Recently, a friend died. He wasn’t much older than me, and his death was sudden and tragic. And, attending his funeral, it caused me to take stock of my life. How will I be remembered? Do I matter?

As I worked through this dilemma, I realized that my eulogy is not the final grade. What I’m really hoping for is “Well done, good and faithful servant.” What I want to avoid is the DiNozzo head-slap (“WHAT were you THINKING?”).

At Thanksgiving, I realized that I have a significant legacy. I have 3 adult children who are making their own way, and a teenage daughter whom I actually enjoy. I am disproportionately proud of them, as if I really can take credit for who they are. But the point is that I have have a profound impact on them and they are my legacy. There are others who I share life with; I impact them and they impact me.

The Westminster catechism states that the chief end of man is to glorify God and to enjoy him forever. My goal is the former. My hope is the latter.

Hello. My name is Jim. I’m a Pharisee

“Be careful,” Jesus said to them. “Be on your guard against the yeast of the Pharisees and Sadducees.” “How is it you don’t understand that I was not talking to you about bread? But be on your guard against the yeast of the Pharisees and Sadducees.” Then they understood that he was not telling them to guard against the yeast used in bread, but against the teaching of the Pharisees and Sadducees.
Matthew 16:6,11-12

I am a Pharisee. Oh, not a member of a particular sect of Judaism, yet still a product of a religious system as steeped in tradition and rules as in Jesus’ time. Specifically, I am one who has reduced the freedom and beauty of God’s redemption through the atoning death of Jesus to a set of rules to be followed. And I judge those who don’t obey those rules to my satisfaction as being inferior to me.
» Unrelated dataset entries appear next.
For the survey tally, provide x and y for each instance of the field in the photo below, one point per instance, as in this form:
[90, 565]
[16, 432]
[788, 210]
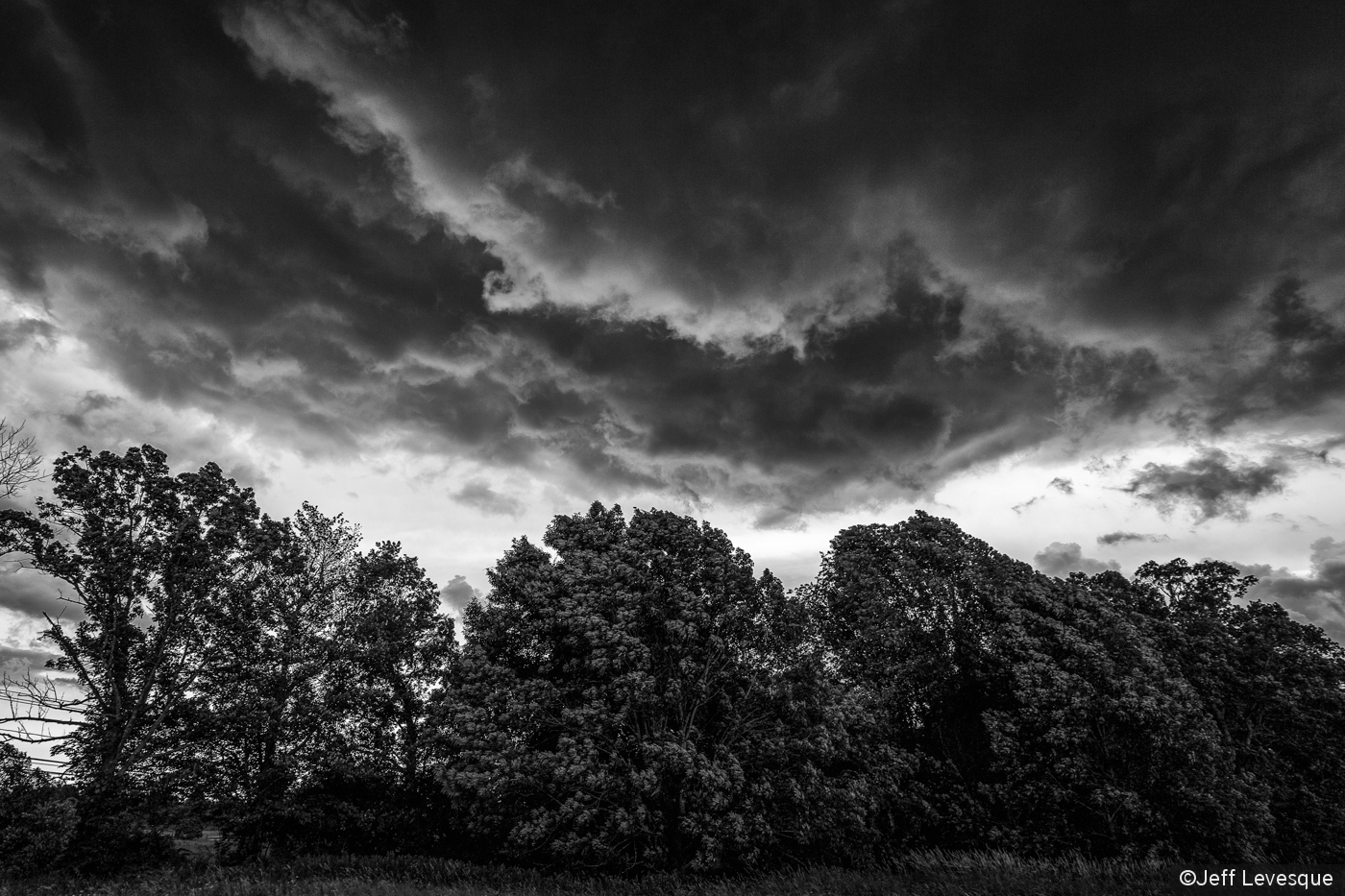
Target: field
[920, 875]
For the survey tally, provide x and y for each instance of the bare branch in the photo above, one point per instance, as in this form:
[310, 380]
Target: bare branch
[19, 459]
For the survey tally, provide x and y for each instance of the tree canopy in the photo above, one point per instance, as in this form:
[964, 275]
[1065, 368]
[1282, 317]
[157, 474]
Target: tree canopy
[632, 694]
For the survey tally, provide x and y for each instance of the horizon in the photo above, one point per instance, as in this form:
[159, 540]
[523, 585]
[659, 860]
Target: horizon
[1071, 278]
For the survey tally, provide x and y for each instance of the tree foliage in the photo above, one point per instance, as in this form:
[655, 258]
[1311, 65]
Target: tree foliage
[631, 694]
[642, 700]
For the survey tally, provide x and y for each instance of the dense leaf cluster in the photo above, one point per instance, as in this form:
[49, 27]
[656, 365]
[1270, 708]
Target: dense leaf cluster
[631, 695]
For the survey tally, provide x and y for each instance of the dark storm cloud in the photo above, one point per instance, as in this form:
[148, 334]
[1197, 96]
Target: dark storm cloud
[1212, 485]
[1293, 361]
[1122, 537]
[33, 594]
[892, 399]
[481, 496]
[1147, 161]
[286, 214]
[1060, 559]
[1318, 597]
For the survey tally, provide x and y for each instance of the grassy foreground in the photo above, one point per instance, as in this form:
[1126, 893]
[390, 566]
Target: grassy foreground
[931, 873]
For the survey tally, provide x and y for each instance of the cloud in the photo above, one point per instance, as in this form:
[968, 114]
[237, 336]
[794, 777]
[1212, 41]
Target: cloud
[477, 494]
[17, 664]
[1318, 597]
[1060, 559]
[1122, 537]
[457, 593]
[1212, 485]
[750, 274]
[1063, 485]
[31, 593]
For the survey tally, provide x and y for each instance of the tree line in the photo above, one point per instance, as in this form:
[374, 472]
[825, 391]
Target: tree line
[632, 695]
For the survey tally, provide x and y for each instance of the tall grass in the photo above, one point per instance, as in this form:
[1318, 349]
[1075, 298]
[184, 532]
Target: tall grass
[927, 873]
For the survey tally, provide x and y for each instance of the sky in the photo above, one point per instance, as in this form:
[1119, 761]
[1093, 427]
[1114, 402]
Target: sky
[1068, 275]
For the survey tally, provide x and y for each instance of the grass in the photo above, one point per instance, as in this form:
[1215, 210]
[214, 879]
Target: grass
[930, 873]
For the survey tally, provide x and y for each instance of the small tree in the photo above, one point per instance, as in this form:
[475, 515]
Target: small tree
[641, 701]
[144, 553]
[19, 459]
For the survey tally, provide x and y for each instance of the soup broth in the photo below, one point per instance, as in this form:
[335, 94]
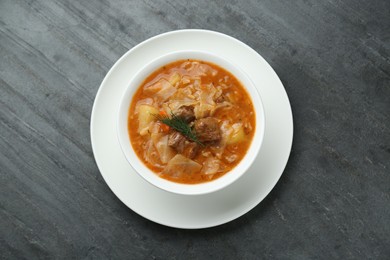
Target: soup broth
[191, 121]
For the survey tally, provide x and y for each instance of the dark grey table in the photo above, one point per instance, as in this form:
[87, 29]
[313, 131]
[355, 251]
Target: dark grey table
[333, 200]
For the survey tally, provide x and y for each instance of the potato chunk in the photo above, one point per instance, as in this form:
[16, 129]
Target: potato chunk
[145, 117]
[238, 134]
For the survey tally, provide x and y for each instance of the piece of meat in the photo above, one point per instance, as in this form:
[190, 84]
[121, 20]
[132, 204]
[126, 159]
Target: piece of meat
[207, 129]
[176, 140]
[182, 145]
[186, 112]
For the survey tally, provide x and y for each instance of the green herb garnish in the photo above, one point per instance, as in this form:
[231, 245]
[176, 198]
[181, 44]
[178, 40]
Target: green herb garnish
[180, 125]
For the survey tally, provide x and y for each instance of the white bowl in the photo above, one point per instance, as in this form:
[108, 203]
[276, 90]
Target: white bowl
[189, 189]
Every religion in the world is basically a system of rules and regulations, a set of “do’s” and “don’ts”. The degree to which one progresses in the religion, the level to which one attains the goal (the goal of every religion is always basically godliness — or God-ness) is measured by how well one obeys the rules.

The thing that sets Christianity apart from all other religions is just this. While religion is man’s attempt to get to (or become) God, Christianity is God reaching down to man. The true truth of Christianity is that God has done all the work and there is nothing I can do to earn my salvation or get God to like me more. Unfortunately, for the most part the modern Church has reduced that marvelous gift to a set of rules to follow. “I don’t drink, smoke, dance, cuss, or chew, or go with those who do.”

The Pharisees were not intentionally evil people. James Michner paints a beautiful picture in “The Source” of an ancient rabinnical scholar who so loved and revered the Torah (the Law of Moses) that he helped craft the rules and regulations that interpreted the law. They realized that transgressing the law was heinous in God’s sight, so they wanted to create a “fence” of rules around the law, such that even if one broke a rule, the law was still intact.

However, by Jesus’ day those rules had become a crushing weight around the neck of the people. No one, except the elite few, could ever know them all, much less obey them. The Pharisees, then, held themselves up as the standard of goodness.

It is a fact that the normative response of a soul reborn by the grace of Christ is to do good works. But the modern (evangelical) church has implied (if not stated outright) that it is the responsibility of the sinner to manifest these good works as a precondition to acceptance. This heresy puts the cart before the horse, demanding the fruit of new life in Christ prior to receiving new life in Christ. This emphasis on external works is the yeast of the Pharisees that Jesus warned against.

Like alcoholism, Phariseeism has no cure. The best one can do is to recognize the weakness and purposefully and repeatedly let go of the rules and the judgements, and return to the cross. I am a debtor to grace. I am a recovering Pharisee.